Heizungstausch ab 2024: Konjunktur-Booster entfällt
Die Regierungsparteien hatten sich erst Mitte November - kurz nach dem richtungsweisenden Urteil der Karlsruher Richter - auf das endgültige Gesetz für die Förderungen geeinigt. Neben den Förderungen für neue Heizungen wurden auch solche für Sanierungs- und Modernisierungsmaßnahmen vereinbart. Folgende Förderungen waren vorgesehen:
| Maßnahmen | Grundförderung | Geschwindigkeitsbonus | Einkommensbonus | Konjunktur-Booster |
|---|---|---|---|---|
| Gebäudehülle | 15 % | - | - | 10 % (gestrichen) |
| Anlagentechnik | 15% | - | - | 10 % (gestrichen) |
| Solarthermie | 30 % | max. 25 % (abgesenkt) | 30 % | - |
| Biomasseheizung | 30 % | max. 25 % (abgesenkt) | 30 % | - |
| Wärmepumpen | 30 % | max. 25 % (abgesenkt) | 30 % | - |
| Wasserstoffheizungen | 30 % | max. 25 % (abgesenkt) | 30 % | - |
| Innovative Heiztechnik | 30 % | max. 25 % (abgesenkt) | 30 % | - |
| Änderungen am Gebäudenetz | 30 % | max. 25 % (abgesenkt) | 30 % | - |
| Heizungsoptimierung | 15 % | - | - | 10 % (gestrichen) |
| Optimierung zur Emissionsminderung | 50 % | - | - | - |
Ippen.Media hat nun aus Branchenkreisen erfahren, dass es hier einige Änderungen geben soll. Die Förderungen für die Gebäudehülle und der Geschwindigkeitsbonus für den Heizungstausch sollen dem Sparzwang zum Opfer fallen. Der Geschwindigkeitsbonus soll nicht mehr maximal 25 Prozent, sondern nur noch höchstens 20 Prozent betragen. Darüber hinaus soll der Konjunktur-Booster für Sanierungsmaßnahmen wegfallen. Bei der Sanierung bleiben dann nur noch 20 Prozent Grundförderung plus 5 Prozent für die Erstellung eines Sanierungsplans mit einem Energieberater.

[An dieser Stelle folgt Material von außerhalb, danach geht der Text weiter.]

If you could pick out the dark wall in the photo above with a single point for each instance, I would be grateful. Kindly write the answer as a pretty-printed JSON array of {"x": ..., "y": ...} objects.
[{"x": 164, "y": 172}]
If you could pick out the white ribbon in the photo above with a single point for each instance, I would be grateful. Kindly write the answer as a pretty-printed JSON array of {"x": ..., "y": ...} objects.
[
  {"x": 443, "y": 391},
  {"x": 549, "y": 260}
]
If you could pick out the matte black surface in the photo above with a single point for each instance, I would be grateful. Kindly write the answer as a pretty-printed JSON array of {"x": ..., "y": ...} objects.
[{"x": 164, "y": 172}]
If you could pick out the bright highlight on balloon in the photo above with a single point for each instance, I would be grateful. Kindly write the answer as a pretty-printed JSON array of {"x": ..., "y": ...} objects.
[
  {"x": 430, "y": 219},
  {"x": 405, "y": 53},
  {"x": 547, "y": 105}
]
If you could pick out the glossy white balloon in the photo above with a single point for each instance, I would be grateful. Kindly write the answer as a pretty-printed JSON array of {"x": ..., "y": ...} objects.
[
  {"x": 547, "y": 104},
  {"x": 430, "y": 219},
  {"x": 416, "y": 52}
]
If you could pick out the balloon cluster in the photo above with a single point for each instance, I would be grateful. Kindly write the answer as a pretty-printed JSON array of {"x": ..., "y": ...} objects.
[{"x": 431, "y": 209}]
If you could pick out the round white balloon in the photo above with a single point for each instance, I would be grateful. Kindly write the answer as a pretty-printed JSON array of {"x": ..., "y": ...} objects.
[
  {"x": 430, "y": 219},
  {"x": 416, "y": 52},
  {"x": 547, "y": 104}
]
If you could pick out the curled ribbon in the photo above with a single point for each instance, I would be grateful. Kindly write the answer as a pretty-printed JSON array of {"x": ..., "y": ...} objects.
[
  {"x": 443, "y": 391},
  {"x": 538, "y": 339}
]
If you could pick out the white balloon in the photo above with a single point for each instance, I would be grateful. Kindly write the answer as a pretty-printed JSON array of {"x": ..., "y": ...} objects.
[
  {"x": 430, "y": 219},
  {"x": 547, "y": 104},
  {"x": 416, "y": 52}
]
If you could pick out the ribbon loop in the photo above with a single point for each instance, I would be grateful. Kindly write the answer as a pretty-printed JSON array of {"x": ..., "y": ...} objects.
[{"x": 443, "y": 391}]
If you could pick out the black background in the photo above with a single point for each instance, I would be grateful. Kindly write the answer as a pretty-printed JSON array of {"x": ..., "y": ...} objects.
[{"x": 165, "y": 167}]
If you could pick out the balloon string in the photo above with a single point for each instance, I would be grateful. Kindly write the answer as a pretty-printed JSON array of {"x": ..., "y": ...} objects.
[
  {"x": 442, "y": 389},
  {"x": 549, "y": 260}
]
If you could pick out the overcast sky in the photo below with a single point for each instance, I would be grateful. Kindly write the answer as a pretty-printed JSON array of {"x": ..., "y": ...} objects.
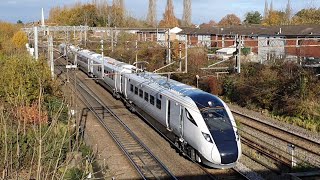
[{"x": 202, "y": 10}]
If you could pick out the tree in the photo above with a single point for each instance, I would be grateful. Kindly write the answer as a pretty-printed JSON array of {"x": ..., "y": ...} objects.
[
  {"x": 169, "y": 19},
  {"x": 230, "y": 20},
  {"x": 19, "y": 22},
  {"x": 307, "y": 16},
  {"x": 253, "y": 18},
  {"x": 211, "y": 23},
  {"x": 275, "y": 18},
  {"x": 288, "y": 13},
  {"x": 19, "y": 39}
]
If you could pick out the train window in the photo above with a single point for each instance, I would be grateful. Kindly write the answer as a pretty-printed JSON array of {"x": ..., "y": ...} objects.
[
  {"x": 131, "y": 87},
  {"x": 136, "y": 90},
  {"x": 190, "y": 118},
  {"x": 158, "y": 104},
  {"x": 152, "y": 100},
  {"x": 146, "y": 96}
]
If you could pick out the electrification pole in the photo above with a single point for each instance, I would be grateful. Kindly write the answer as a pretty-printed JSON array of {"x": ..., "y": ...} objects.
[{"x": 36, "y": 56}]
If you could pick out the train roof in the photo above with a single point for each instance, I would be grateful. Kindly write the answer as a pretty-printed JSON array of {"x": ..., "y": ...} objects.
[{"x": 201, "y": 98}]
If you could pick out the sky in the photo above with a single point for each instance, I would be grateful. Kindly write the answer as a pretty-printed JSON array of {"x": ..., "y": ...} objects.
[{"x": 202, "y": 10}]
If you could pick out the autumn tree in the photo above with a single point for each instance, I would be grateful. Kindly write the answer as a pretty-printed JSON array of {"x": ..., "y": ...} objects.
[
  {"x": 230, "y": 20},
  {"x": 169, "y": 19},
  {"x": 275, "y": 18},
  {"x": 253, "y": 18},
  {"x": 118, "y": 13},
  {"x": 19, "y": 39},
  {"x": 307, "y": 16},
  {"x": 211, "y": 23}
]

Neue Förderungen ab 2024: Starttermin bleibt ungewiss
Es bleibt weiterhin unklar, ab wann die neuen Förderanträge gestellt werden können. Ursprünglich hatte Habeck zugesagt, dass die neue Förderrichtlinie „lückenlos“ an die alte anschließen soll. Nach Informationen unserer Redaktion ist dies jedoch nicht mehr realisierbar. Die Förderbank KfW hat dem Wirtschaftsministerium vor einigen Wochen mitgeteilt, dass die Genehmigung neuer Anträge „aus technischen Gründen“ frühestens am 27. Februar 2024 beginnen könne. „Für Selbstnutzer in Mehrfamilienhäusern wird die Antragsstellung ab Ende April, die für Vermieter und gewerbliche Antragssteller ab Ende Juli möglich sein“, so die Mitteilung.

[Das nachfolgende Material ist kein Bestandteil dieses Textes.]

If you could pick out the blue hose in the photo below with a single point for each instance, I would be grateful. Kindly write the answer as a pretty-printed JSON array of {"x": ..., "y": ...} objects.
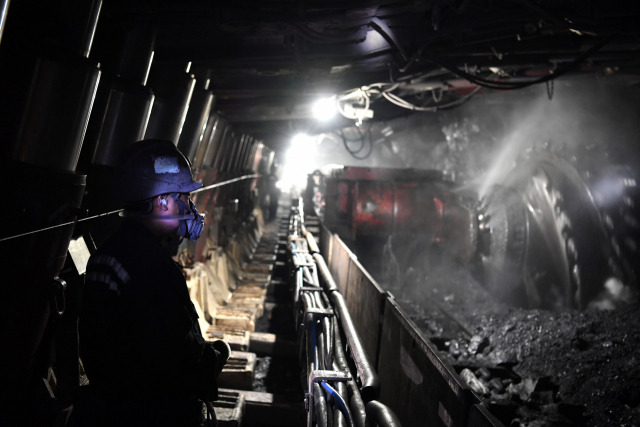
[{"x": 340, "y": 401}]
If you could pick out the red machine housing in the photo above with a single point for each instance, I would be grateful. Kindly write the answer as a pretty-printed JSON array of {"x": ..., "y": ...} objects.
[{"x": 365, "y": 203}]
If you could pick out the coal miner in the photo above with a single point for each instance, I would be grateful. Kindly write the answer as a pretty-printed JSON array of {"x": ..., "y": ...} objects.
[{"x": 141, "y": 346}]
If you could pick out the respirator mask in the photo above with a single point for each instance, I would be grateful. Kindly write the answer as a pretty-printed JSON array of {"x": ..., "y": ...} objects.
[{"x": 191, "y": 222}]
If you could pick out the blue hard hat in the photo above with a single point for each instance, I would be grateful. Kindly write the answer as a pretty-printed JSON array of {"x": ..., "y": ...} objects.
[{"x": 152, "y": 167}]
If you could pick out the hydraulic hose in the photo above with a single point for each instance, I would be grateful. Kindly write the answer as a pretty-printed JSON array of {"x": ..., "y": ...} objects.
[
  {"x": 320, "y": 406},
  {"x": 340, "y": 402},
  {"x": 356, "y": 404}
]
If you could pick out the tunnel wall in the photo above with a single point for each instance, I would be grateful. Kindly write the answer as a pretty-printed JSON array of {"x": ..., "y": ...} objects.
[{"x": 416, "y": 383}]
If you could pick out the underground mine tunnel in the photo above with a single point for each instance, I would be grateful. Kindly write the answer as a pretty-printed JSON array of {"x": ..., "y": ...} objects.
[{"x": 412, "y": 214}]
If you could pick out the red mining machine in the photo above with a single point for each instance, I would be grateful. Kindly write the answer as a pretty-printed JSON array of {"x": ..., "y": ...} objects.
[{"x": 536, "y": 240}]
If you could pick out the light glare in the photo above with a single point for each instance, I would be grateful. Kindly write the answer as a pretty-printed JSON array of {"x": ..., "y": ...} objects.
[{"x": 324, "y": 109}]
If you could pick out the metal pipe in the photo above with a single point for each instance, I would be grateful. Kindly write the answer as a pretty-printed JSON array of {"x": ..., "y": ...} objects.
[
  {"x": 4, "y": 10},
  {"x": 381, "y": 415},
  {"x": 370, "y": 384},
  {"x": 355, "y": 403},
  {"x": 320, "y": 406},
  {"x": 329, "y": 285},
  {"x": 173, "y": 88}
]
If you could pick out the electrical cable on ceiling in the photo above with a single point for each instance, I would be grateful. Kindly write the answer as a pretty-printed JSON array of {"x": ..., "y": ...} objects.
[
  {"x": 494, "y": 84},
  {"x": 353, "y": 153}
]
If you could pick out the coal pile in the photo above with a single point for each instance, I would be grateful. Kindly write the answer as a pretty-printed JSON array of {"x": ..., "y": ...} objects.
[{"x": 533, "y": 367}]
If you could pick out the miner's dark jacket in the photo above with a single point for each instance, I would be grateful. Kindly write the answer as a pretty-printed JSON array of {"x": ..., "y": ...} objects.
[{"x": 141, "y": 345}]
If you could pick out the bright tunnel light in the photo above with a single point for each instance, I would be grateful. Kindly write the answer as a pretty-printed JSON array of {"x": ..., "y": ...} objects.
[
  {"x": 324, "y": 109},
  {"x": 299, "y": 161}
]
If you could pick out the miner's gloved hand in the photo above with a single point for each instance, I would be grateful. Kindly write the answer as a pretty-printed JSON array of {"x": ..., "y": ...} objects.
[{"x": 222, "y": 352}]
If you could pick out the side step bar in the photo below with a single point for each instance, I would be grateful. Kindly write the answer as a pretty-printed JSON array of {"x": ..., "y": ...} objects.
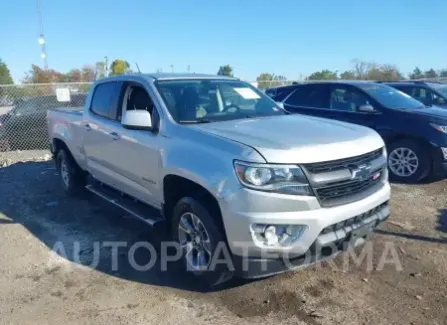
[{"x": 136, "y": 209}]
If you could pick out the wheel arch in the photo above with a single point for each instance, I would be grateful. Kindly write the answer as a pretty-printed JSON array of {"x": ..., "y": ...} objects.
[{"x": 176, "y": 186}]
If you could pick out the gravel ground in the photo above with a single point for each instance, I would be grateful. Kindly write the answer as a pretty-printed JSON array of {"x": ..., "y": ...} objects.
[{"x": 39, "y": 286}]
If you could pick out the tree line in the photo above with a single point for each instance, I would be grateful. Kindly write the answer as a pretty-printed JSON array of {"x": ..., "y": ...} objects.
[
  {"x": 360, "y": 70},
  {"x": 86, "y": 73}
]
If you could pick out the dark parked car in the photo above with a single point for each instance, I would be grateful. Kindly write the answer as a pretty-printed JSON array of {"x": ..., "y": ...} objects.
[
  {"x": 280, "y": 92},
  {"x": 429, "y": 93},
  {"x": 25, "y": 126},
  {"x": 415, "y": 135}
]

Da der Haushalt jedoch frühestens im Januar oder Februar verabschiedet werden kann, liegt es nahe, dass alles nach hinten verschoben wird.

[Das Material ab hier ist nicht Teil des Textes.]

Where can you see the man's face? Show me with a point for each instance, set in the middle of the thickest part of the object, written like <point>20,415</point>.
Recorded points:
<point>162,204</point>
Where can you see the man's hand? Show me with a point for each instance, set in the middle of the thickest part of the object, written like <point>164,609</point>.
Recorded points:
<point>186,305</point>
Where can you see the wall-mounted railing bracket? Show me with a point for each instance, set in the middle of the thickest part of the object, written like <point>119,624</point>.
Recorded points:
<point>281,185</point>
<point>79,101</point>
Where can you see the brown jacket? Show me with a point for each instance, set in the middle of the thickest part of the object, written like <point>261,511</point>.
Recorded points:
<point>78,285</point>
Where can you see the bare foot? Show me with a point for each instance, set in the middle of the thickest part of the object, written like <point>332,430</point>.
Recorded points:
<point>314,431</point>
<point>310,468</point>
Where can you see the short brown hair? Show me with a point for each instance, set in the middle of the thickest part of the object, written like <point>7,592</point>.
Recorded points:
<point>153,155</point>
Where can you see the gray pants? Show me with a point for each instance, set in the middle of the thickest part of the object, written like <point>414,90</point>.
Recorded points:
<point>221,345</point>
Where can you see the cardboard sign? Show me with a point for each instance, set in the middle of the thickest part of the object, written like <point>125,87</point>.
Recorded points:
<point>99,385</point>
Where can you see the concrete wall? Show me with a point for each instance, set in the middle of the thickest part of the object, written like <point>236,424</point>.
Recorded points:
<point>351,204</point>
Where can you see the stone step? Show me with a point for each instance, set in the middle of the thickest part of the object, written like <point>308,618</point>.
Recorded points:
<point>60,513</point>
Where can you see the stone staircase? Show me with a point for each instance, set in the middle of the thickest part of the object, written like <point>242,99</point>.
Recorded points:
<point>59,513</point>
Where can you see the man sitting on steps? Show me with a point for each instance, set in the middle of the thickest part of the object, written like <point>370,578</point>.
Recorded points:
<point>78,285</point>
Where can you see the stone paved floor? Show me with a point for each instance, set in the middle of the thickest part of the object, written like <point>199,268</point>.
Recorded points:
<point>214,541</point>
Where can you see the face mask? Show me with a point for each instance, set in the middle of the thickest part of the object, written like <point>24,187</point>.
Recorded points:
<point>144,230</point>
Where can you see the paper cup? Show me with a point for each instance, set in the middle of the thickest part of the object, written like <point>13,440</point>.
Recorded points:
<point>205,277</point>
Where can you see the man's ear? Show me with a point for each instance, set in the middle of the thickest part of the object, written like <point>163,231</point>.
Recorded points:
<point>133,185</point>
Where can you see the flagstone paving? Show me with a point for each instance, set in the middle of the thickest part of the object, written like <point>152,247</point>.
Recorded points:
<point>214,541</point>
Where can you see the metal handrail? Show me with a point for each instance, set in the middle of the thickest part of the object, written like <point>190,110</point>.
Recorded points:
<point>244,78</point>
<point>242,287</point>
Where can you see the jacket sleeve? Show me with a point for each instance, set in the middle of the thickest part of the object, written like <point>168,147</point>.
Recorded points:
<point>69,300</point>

Es bleibt auch weiterhin unklar, ab wann die Förderungen für Energieberater wieder aufgenommen werden. Diese wurden im Zuge der Haushaltssperre gestoppt - mit erheblichen Auswirkungen auf die Branche und die Eigentümer. Ohne Energieberatung können einige der geplanten Förderungen nicht gewährt werden; zudem müssen die Eigentümer die Beratung selbst bezahlen, was viele abschrecken dürfte.